Anybody working on c or c++ in NZ?.
How is the market for this over there?
I will be coming to AUS shortly in 189 visa.
Just wanted to know about job prospects in my line of work.

Thanks in advance.


----------



## srikar (Mar 26, 2013)

srikar said:


> Hello all
> 
> Anybody working on c or c++ in NZ?.
> How is the market for this over there?
> ...


Guys can you please help on this


----------



## escapedtonz (Apr 6, 2012)

srikar said:


> Hello all
> 
> Anybody working on c or c++ in NZ?.
> How is the market for this over there?
> ...


Not my field of expertise whatsoever, but I've just done a search on www.seek.co.nz quoting C and C ++ programming jobs and it came up with 566 of them for the whole of NZ!!!
I'd say there's a job market for your skills.


----------



## srikar (Mar 26, 2013)

escapedtonz said:


> Not my field of expertise whatsoever, but I've just done a search on Jobs on SEEK - New Zealand's no.1 Employment, Career and Recruitment site quoting C and C ++ programming jobs and it came up with 566 of them for the whole of NZ!!!
> I'd say there's a job market for your skills.

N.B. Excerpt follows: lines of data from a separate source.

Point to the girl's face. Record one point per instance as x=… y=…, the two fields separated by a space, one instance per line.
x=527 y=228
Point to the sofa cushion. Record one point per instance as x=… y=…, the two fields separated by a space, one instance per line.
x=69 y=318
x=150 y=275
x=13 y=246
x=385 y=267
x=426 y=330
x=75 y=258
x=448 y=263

Thanks Escaped, for your inputs.
I had a look at Seek,but trying to get the info about market from the guys working in c/c++ over there so that it would be more practical.


----------



## topcat83 (Apr 16, 2009)

srikar said:


> Thanks Escaped, for your inputs.
> I had a look at Seek,but trying to get the info about market from the guys working in c/c++ over there so that it would be more practical.


Not sure how much more useful information we can give.
I'm in IT, working on a project with a load of C/C++/C# developers, and - yes - there is work out there for good developers!
What more can we say???


----------



## srikar (Mar 26, 2013)

topcat83 said:


> Not sure how much more useful information we can give.
> I'm in IT, working on a project with a load of C/C++/C# developers, and - yes - there is work out there for good developers!
> What more can we say???


Thanks TopCat for your insight.Hope we cross our paths in future.


----------



## Grayburg (Sep 13, 2013)

Apart from just responding to adverts also check out if IT companies are advertising themselves (ie not recruitment agencies) and contact them directly to market yourself and skillset. Even if this doesn't yield a job offer you can arrange to meet in advance when you get here and they should give an indication of the opportunities available based on projects they currently have.


----------